Tugasku tinggal satu lagi, membantu Ratna untuk berganti busana. Kain batik wahyu tumurun dan kebaya putih tulang yang tadi ditunjukkan kepadaku, kini membalut tubuh sintalnya. Beres sudah semua. Siapapun yang memandang Ratna pasti akan terpesona. Dia seperti dewi yang turun dari kahyangan, cantik sekali.
Kugandeng Ratna ke arah cermin, "Lihat, Rat. Siapa itu."
Melihat bayangan dirinya sendiri, dia berdecak kagum, "ini beneran aku, Yu?"
"Lha yo, Embuh. Itu siapa, aku belum kenalan soalnya," godaku.
"Aku kok iso ayu banget ya, Yu. Ya ampuun ...."
Di depan cermin Ratna terus berputar-putar, tersenyum, mengagumi kecantikannya sendiri."Rat, lha calon suamimu sampai di sini jam berapa?"
Dia tidak menjawab, masih asyik berputar-putar di depan cermin. Sekali tempo membenarkan bulu matanya, membersihkan lipstick yang menempel di gigi, atau membenahi posisi bunga tibo dodonya.
"Ratna!! Calon bojomu sampai di sini jam berapa?"
"Hem ... opo, Yu?"
"Wes embuh, Rat. Ditanya kok nggak merhatiin yang nanya. Calon bojomu sampai di sini jam piroooo, Nduk Cah Ayu?"
"O ... iku, ntar dia juga datang, Yu."
Ini pengantin kok ndableg (cuek) banget, ya. Biasanya bila sudah mendekati waktu akad nikah dan calon pengantin laki-laki belum datang, pasti pihak keluarga pengantin wanita panik. Lha ini kok santai banget.

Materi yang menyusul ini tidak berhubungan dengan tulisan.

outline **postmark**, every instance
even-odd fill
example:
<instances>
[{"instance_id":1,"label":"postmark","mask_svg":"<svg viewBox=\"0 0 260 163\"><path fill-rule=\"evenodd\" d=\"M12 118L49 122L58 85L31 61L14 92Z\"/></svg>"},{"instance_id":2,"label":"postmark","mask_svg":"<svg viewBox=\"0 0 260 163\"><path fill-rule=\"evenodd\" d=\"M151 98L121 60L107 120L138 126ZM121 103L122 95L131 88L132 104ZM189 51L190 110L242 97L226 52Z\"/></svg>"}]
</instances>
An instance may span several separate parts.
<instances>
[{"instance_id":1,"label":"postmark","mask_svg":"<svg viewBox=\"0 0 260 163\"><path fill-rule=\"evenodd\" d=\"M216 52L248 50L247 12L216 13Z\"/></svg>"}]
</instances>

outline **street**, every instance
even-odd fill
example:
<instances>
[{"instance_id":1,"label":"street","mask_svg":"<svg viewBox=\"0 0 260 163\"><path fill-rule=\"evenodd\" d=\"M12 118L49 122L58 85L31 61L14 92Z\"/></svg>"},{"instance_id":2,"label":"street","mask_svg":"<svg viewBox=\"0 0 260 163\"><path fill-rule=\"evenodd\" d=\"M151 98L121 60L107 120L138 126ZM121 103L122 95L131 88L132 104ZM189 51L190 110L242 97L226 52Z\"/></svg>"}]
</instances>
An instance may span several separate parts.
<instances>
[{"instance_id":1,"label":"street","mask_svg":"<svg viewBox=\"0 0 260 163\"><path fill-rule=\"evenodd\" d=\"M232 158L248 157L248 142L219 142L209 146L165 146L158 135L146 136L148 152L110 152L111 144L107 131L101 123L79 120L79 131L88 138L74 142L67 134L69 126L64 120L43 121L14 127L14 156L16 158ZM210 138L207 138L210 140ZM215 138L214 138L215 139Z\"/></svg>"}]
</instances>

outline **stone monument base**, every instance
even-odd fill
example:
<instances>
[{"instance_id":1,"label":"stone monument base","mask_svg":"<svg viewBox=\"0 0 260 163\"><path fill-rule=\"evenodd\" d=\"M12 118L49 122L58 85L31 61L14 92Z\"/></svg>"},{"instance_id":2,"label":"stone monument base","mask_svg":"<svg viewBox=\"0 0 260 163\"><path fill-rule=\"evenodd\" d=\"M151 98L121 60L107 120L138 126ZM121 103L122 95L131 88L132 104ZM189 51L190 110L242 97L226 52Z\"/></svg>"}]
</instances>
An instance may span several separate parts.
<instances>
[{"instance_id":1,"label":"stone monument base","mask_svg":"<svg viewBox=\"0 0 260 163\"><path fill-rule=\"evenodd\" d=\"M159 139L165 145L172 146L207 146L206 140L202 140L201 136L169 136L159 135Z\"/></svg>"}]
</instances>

Pihak keluarga, tak satupun yang menghampiri kami di kamar. Kemana perginya mereka. Mbak Sekar, Mas Prayoga, Mbak Ratih, Ibu dan bapaknya, mengapa satupun tidak ada yang kelihatan?
"Lha saudara-saudaramu pada kemana, Rat?"

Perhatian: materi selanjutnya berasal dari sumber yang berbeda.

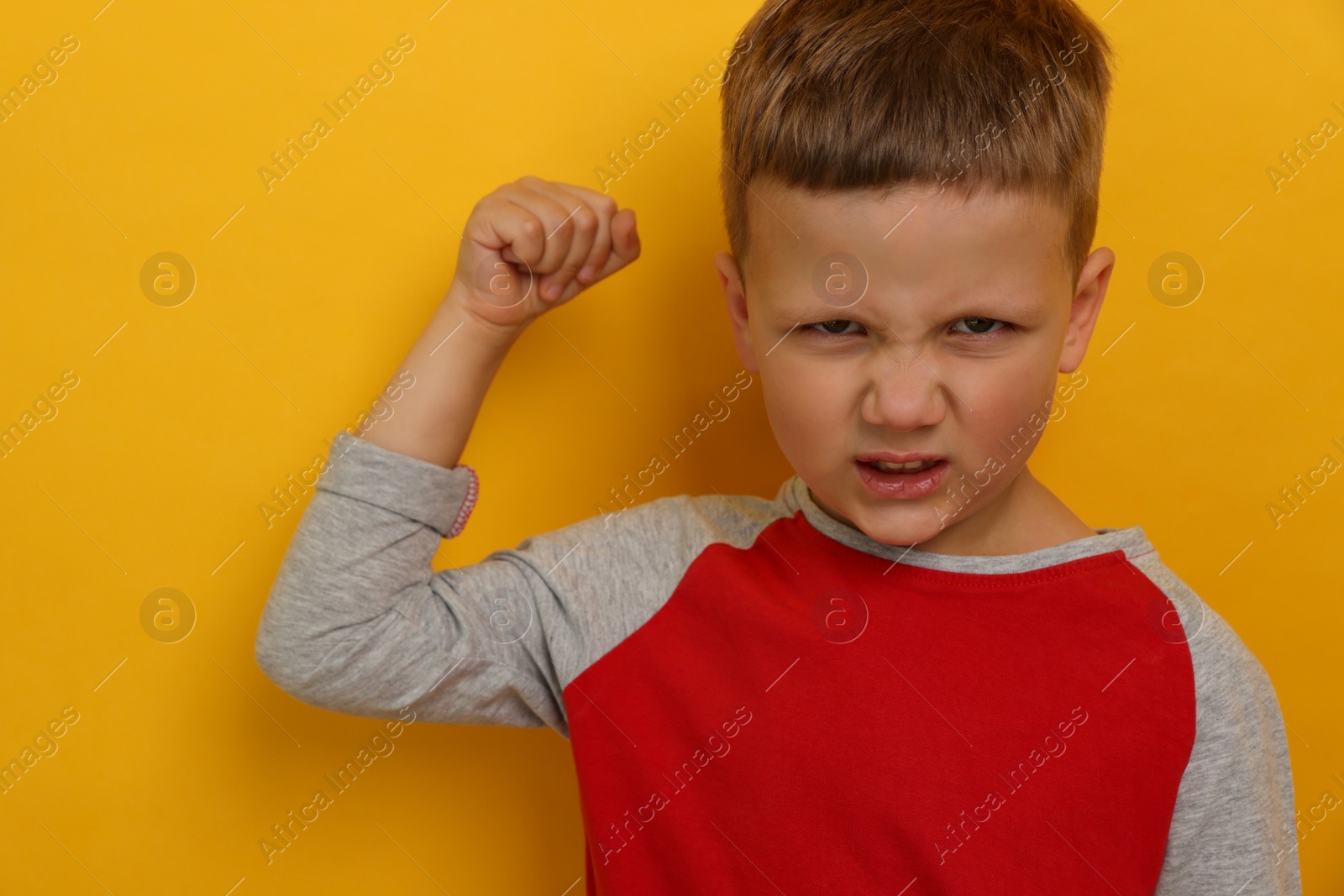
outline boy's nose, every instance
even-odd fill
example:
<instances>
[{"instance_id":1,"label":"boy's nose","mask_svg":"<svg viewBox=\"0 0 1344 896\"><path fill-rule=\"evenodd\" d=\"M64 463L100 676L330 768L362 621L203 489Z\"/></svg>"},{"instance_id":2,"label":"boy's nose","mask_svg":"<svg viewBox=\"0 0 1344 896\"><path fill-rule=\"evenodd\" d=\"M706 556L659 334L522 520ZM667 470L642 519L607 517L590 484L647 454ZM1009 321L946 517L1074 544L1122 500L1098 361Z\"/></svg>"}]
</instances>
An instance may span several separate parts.
<instances>
[{"instance_id":1,"label":"boy's nose","mask_svg":"<svg viewBox=\"0 0 1344 896\"><path fill-rule=\"evenodd\" d=\"M948 407L956 400L938 371L905 347L871 359L866 376L862 414L863 420L874 426L902 433L935 426L948 416Z\"/></svg>"}]
</instances>

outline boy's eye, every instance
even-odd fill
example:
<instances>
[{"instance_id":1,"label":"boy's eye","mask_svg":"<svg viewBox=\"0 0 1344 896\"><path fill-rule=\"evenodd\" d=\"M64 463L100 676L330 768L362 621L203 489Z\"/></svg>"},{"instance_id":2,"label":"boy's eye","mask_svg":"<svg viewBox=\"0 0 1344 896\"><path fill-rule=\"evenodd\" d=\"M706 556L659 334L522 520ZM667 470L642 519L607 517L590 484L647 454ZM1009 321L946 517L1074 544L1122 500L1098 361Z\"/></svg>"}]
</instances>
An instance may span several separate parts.
<instances>
[{"instance_id":1,"label":"boy's eye","mask_svg":"<svg viewBox=\"0 0 1344 896\"><path fill-rule=\"evenodd\" d=\"M952 329L954 333L972 333L974 336L980 336L982 333L993 333L1004 326L1007 326L1004 321L996 321L992 317L962 317L952 325Z\"/></svg>"},{"instance_id":2,"label":"boy's eye","mask_svg":"<svg viewBox=\"0 0 1344 896\"><path fill-rule=\"evenodd\" d=\"M828 333L831 336L848 336L849 333L863 330L859 321L818 321L816 324L809 324L809 326L817 332Z\"/></svg>"}]
</instances>

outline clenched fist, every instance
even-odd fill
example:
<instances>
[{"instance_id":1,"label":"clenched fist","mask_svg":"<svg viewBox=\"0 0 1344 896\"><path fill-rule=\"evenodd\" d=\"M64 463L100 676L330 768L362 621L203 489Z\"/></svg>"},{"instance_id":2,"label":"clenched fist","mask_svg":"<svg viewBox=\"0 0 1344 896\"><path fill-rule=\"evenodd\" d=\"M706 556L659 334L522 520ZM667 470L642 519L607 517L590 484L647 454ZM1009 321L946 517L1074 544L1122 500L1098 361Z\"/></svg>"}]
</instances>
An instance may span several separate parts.
<instances>
[{"instance_id":1,"label":"clenched fist","mask_svg":"<svg viewBox=\"0 0 1344 896\"><path fill-rule=\"evenodd\" d=\"M586 187L528 176L476 203L454 286L465 312L521 328L638 257L633 210Z\"/></svg>"}]
</instances>

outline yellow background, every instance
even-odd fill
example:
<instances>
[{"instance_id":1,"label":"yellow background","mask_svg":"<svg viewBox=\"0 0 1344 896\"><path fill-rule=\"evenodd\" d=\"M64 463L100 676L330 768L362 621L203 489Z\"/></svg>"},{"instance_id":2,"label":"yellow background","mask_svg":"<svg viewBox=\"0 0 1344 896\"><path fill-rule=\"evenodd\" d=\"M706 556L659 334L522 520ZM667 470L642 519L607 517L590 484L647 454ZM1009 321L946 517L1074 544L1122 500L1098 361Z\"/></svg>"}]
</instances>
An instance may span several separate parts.
<instances>
[{"instance_id":1,"label":"yellow background","mask_svg":"<svg viewBox=\"0 0 1344 896\"><path fill-rule=\"evenodd\" d=\"M0 124L0 424L79 376L0 459L0 759L79 712L0 797L0 889L582 892L566 891L583 872L570 754L546 729L411 725L266 865L258 840L379 723L258 670L298 519L267 529L258 505L383 387L476 199L524 173L595 184L753 3L103 3L11 7L0 28L3 87L79 40ZM1098 234L1120 261L1089 384L1034 469L1089 524L1144 525L1261 658L1305 813L1344 798L1344 476L1277 529L1266 505L1322 454L1344 461L1344 138L1278 192L1266 168L1324 118L1344 125L1344 9L1083 5L1120 54ZM267 192L270 153L402 34L415 50L395 79ZM715 90L613 184L644 255L509 356L465 455L482 504L439 566L593 514L732 379L710 265L726 247L718 134ZM196 271L176 308L140 290L160 251ZM1185 308L1148 289L1168 251L1207 277ZM759 399L747 390L652 494L773 494L788 469ZM160 587L196 609L177 643L140 625ZM1302 830L1306 892L1340 892L1344 807Z\"/></svg>"}]
</instances>

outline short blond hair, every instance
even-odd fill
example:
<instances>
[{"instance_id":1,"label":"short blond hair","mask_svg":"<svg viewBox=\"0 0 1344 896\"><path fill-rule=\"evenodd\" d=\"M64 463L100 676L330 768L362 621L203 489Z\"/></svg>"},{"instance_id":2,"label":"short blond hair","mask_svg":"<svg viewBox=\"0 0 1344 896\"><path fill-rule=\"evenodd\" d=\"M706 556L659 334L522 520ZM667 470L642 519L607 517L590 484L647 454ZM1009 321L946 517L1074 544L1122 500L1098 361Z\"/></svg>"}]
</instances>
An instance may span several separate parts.
<instances>
[{"instance_id":1,"label":"short blond hair","mask_svg":"<svg viewBox=\"0 0 1344 896\"><path fill-rule=\"evenodd\" d=\"M1077 282L1097 231L1111 48L1073 0L767 0L723 82L723 212L755 179L1052 200Z\"/></svg>"}]
</instances>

"Pada siap-siap di rumah Mbak Sekar, Yu. Aku juga menyiapkan perias buat mendandani mereka, kok. Biar kamu tak terlalu repot." Jawabnya santai.

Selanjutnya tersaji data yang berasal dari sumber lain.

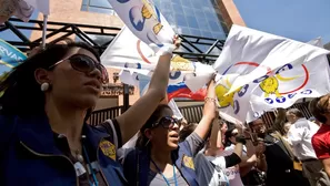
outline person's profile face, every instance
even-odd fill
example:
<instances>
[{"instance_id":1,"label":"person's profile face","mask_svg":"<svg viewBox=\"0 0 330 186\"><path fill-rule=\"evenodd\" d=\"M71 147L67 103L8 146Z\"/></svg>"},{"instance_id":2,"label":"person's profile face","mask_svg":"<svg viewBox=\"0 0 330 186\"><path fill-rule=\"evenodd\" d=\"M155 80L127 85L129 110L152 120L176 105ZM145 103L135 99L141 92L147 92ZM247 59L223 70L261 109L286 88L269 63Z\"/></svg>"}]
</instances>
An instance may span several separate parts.
<instances>
[{"instance_id":1,"label":"person's profile face","mask_svg":"<svg viewBox=\"0 0 330 186\"><path fill-rule=\"evenodd\" d=\"M51 95L63 103L70 103L77 107L93 107L101 94L102 82L100 81L102 72L94 69L89 73L72 68L71 60L76 58L77 65L82 63L84 58L98 62L97 58L88 50L72 48L59 63L49 72ZM81 59L80 59L81 58Z\"/></svg>"}]
</instances>

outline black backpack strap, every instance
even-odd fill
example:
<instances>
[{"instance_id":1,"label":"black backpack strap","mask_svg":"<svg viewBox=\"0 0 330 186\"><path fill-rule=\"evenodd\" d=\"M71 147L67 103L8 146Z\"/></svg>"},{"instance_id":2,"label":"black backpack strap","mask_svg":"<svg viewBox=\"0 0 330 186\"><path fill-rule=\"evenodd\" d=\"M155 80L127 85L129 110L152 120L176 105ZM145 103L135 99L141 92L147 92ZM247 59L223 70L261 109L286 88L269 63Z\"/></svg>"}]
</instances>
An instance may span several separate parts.
<instances>
[{"instance_id":1,"label":"black backpack strap","mask_svg":"<svg viewBox=\"0 0 330 186\"><path fill-rule=\"evenodd\" d=\"M123 161L123 174L129 185L139 185L139 153L137 149L129 152Z\"/></svg>"}]
</instances>

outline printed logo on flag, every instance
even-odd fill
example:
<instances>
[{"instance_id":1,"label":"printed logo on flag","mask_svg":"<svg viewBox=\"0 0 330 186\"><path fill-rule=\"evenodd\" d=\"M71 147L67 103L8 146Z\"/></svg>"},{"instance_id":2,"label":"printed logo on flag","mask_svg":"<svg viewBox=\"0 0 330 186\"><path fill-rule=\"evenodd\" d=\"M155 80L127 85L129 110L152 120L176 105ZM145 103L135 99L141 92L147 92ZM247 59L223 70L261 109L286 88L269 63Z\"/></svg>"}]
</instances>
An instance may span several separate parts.
<instances>
[{"instance_id":1,"label":"printed logo on flag","mask_svg":"<svg viewBox=\"0 0 330 186\"><path fill-rule=\"evenodd\" d=\"M287 99L292 99L294 95L297 95L298 91L300 91L304 87L304 85L308 83L308 80L309 80L309 71L307 70L307 68L303 64L293 68L293 65L289 64L289 63L284 64L283 66L278 69L276 72L272 72L272 71L270 71L270 68L259 65L259 63L256 63L256 62L238 62L233 65L230 65L222 73L222 75L228 74L229 71L236 72L236 70L238 68L240 68L241 65L250 66L250 69L249 69L250 72L258 66L264 68L267 70L267 74L254 80L252 83L259 84L260 91L263 92L264 102L267 102L268 104L272 104L273 102L283 103L287 101ZM301 68L303 71L303 73L301 73L301 75L294 75L294 76L282 75L284 72L292 71L298 68ZM298 86L294 86L294 87L290 86L290 89L288 89L288 87L281 89L281 85L283 83L294 81L294 80L298 81L298 79L300 81ZM294 84L297 84L297 83L294 83ZM232 106L234 114L237 114L240 111L240 106L239 106L238 100L236 100L234 97L236 97L236 95L238 95L238 97L244 96L244 94L247 93L250 85L246 84L244 86L241 86L238 90L228 94L231 85L232 85L232 83L230 82L228 76L223 76L221 82L216 86L216 94L218 96L218 102L219 102L220 107L223 108L223 107ZM311 94L311 92L312 92L311 90L306 90L300 93L301 94ZM274 95L274 97L272 95ZM288 97L286 97L284 95L287 95Z\"/></svg>"}]
</instances>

"Kamu duduk di sofa sana, Rat. Aku tak beres-beres alat make upku. Udah kelar to? Gak ada yang didandani lagi?"
"Udah nggak ada. Rapikan aja semuanya, Yu." jawabnya.
Ratna bergeser dari depan meja rias menuju sofa. Sementara aku merapikan perlengkapan make-up. Satu persatu kukembalikan pada tempatnya. Lampu beauty case kumatikan, lalu menutup dan menguncinya.
Kini Ruangan kembali remang-remang. Tak terasa waktu demikian cepat berputar. Senja sudah berlalu. Dari tirai jendela yang tersingkap, terlihat suasana malam yang teramat gelap. Dari sudut mata, kutangkap kesedihan di wajah Ratna. Dia tampak serius seperti sedang memikirkan sesuatu. Tangannya tak berhenti memainkan kembang tibo dodo, yang jatuh menjuntai di bahu kanannya.
Sayup terdengar lirih, dia bersenandung sebuah langgam Jawa.
"Nalikane dek zaman semono (ketika waktu itu)."
"Tresnamu setyo lan tuhu (cintamu begitu setia)."
"Anane mung tansah ngalembono (adanya selalu memuji)."
"Sasat ora nate cidro (tak sekalipun pernah kau ingkari)."